Dreams, then, convey to us in figurative language — that is, in sensuous, concrete imagery — thoughts, judgments, views, directives, tendencies, which were unconscious either because of repression or though mere lack of realization. Precisely because they are contents of the unconscious, and the dream is a derivative of the unconscious processes, it contains a reflection of the unconscious contents. It is not a reflection of contents in general but only of certain contents, which are linked together associatively and are selected by the conscious situation of the moment. I regard this observation as a very important one in practice. If we want to interpret a dream correctly, we need a thorough knowledge of the conscious situation at that moment, because the dream contains its unconscious complement, that material which the conscious situation has constellated in the unconscious. Without this knowledge it is impossible to interpret a dream correctly, except by a lucky fluke ...(p33-35; CW8 par474-77).
And:
I believe it is true that all dreams are compensatory to the content of consciousness, but certainly not in all dreams is the compensatory function so clear as in this example. Though dreams contribute to the self-regulation of the psyche by automatically bringing up everything that is repressed or neglected or unknown, their compensatory significance is often not immediately apparent because we still have only a very incomplete knowledge of the nature and the needs of the human psyche. There are psychological compensations that seem to be very remote from the problem on hand. In these cases one must always remember that every man, in a sense, represents the whole of humanity and its history. What was possible in the history of mankind at large is also possible on a small scale in every individual. What mankind has needed may eventually be needed by the individual too. It is therefore not surprising that religious compensations play a great role in dreams. That this is increasingly so in our time is a natural consequence of the prevailing materialism of our outlook (p36; CW8 par483).

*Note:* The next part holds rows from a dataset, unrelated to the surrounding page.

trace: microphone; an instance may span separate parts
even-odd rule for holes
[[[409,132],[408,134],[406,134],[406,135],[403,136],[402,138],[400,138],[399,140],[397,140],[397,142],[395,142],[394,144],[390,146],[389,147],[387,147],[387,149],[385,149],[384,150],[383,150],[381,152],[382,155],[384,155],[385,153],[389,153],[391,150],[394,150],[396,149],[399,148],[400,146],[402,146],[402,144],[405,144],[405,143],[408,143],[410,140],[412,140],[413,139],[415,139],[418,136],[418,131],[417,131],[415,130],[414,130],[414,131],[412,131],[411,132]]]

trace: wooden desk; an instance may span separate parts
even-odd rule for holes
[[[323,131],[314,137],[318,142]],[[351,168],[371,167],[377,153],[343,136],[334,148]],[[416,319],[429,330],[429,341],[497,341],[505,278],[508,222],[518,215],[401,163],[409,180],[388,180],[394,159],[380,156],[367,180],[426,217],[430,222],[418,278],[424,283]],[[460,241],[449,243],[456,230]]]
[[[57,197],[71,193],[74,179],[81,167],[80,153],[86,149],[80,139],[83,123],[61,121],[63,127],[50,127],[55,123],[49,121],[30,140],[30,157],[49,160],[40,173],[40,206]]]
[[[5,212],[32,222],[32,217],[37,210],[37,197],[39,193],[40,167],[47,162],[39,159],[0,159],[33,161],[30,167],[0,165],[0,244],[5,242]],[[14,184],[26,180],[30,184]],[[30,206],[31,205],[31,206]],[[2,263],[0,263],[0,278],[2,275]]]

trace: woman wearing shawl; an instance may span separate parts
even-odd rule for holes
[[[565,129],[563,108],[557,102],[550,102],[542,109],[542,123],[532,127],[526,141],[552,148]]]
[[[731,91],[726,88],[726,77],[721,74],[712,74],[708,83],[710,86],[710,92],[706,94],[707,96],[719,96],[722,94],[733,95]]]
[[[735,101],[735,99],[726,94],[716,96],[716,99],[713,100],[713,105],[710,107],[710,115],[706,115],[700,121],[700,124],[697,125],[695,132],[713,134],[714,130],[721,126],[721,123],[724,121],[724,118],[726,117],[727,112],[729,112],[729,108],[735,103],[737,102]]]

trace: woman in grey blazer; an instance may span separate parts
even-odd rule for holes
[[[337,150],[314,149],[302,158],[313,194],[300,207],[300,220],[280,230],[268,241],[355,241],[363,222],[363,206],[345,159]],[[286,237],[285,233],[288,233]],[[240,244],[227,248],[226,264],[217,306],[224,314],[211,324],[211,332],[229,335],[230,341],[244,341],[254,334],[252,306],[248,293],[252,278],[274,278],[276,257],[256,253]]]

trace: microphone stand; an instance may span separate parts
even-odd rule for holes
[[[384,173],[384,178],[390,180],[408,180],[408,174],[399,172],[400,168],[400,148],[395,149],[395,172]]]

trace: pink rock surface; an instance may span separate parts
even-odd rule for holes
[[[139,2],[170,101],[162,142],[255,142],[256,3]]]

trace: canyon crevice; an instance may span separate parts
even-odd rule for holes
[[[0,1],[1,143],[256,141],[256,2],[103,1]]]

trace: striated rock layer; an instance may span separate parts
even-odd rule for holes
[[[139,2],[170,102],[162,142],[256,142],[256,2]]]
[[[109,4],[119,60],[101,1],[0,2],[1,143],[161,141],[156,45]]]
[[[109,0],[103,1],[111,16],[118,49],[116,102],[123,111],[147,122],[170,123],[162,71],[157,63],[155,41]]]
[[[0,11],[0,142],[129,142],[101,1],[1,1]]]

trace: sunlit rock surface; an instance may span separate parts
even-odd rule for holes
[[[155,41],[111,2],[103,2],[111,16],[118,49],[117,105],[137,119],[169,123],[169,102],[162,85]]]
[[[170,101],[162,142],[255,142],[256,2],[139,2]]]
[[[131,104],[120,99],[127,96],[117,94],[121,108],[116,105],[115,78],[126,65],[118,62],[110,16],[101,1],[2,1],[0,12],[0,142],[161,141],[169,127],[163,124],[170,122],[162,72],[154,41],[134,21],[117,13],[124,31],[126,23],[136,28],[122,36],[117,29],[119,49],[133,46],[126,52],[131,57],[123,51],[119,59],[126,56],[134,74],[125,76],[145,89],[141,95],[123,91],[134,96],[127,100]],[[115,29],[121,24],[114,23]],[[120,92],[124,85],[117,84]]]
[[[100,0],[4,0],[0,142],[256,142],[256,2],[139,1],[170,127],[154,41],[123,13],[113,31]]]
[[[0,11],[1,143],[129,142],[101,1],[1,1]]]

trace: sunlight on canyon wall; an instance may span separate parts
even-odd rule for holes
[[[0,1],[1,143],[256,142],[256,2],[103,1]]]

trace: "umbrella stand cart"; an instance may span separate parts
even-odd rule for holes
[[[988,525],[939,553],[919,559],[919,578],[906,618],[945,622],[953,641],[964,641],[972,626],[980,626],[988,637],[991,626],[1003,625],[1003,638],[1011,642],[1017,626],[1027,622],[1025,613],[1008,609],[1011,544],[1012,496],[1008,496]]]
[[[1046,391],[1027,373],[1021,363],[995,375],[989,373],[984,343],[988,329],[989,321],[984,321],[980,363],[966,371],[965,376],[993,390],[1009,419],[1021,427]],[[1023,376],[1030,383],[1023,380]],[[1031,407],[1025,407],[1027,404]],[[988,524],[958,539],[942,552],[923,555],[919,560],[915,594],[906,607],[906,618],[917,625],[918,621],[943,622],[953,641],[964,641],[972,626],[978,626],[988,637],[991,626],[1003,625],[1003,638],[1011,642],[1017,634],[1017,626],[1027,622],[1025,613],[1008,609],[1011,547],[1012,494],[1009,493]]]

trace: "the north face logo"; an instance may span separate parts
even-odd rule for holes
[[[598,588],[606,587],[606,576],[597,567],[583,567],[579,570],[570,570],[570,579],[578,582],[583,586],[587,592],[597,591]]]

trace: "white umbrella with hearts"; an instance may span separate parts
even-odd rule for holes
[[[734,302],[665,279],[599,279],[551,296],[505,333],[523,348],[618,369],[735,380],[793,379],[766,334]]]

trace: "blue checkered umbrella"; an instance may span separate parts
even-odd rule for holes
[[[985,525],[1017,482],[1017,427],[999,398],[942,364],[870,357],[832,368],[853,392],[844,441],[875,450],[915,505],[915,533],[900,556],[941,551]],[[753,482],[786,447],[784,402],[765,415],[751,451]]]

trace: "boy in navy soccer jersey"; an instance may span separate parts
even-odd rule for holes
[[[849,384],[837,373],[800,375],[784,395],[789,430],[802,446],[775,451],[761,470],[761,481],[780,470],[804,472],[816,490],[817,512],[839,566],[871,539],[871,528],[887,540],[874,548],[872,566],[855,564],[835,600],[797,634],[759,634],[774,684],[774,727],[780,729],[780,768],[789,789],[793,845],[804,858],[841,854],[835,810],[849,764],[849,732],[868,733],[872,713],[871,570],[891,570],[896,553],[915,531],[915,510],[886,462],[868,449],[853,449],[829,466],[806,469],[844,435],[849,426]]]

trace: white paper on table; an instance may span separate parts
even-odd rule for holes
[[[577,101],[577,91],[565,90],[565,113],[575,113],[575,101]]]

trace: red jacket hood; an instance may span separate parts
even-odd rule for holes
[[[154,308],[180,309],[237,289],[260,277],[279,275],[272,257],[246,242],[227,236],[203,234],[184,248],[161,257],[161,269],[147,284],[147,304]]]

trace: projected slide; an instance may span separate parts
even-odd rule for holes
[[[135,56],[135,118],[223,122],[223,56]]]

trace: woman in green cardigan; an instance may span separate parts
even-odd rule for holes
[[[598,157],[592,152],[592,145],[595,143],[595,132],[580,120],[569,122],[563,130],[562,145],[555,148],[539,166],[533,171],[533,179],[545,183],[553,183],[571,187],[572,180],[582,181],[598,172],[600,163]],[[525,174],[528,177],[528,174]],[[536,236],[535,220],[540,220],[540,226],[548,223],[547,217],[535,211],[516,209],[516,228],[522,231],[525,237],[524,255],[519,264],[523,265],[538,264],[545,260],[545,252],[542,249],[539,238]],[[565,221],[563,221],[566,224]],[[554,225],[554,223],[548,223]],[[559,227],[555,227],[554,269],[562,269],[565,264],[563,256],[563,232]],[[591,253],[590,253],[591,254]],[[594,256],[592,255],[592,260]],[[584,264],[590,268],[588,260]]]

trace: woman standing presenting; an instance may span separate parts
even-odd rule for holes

This paragraph has at least two very provocative,
to me, thoughts.
First:
The idea that the religious nature of compensatory dreams is because of materialism has a correspondence in that that compensation is also being made manifest in the non-dream world through the ideological 'dream' world of religious fundamentalism. While this is not proof of Jung's argument, of course, it is curious that there has been a huge growth in religious fundamentalism at much the same rate as the ideology of material consumerism has grown globally.

Second:
Jung's comment that what is possible for the history of mankind is to a smaller scale possible for the individual is an incredibly bold statement because there can be no empirical proof of this!
This does not mean I believe this is untrue, because I haven't thought of this in the manner presented here. I have chosen to not dismiss this thought, though, simply because of a failure of empirical proof because such a failure is not a proof of something's nonexistence. But I need to think about this.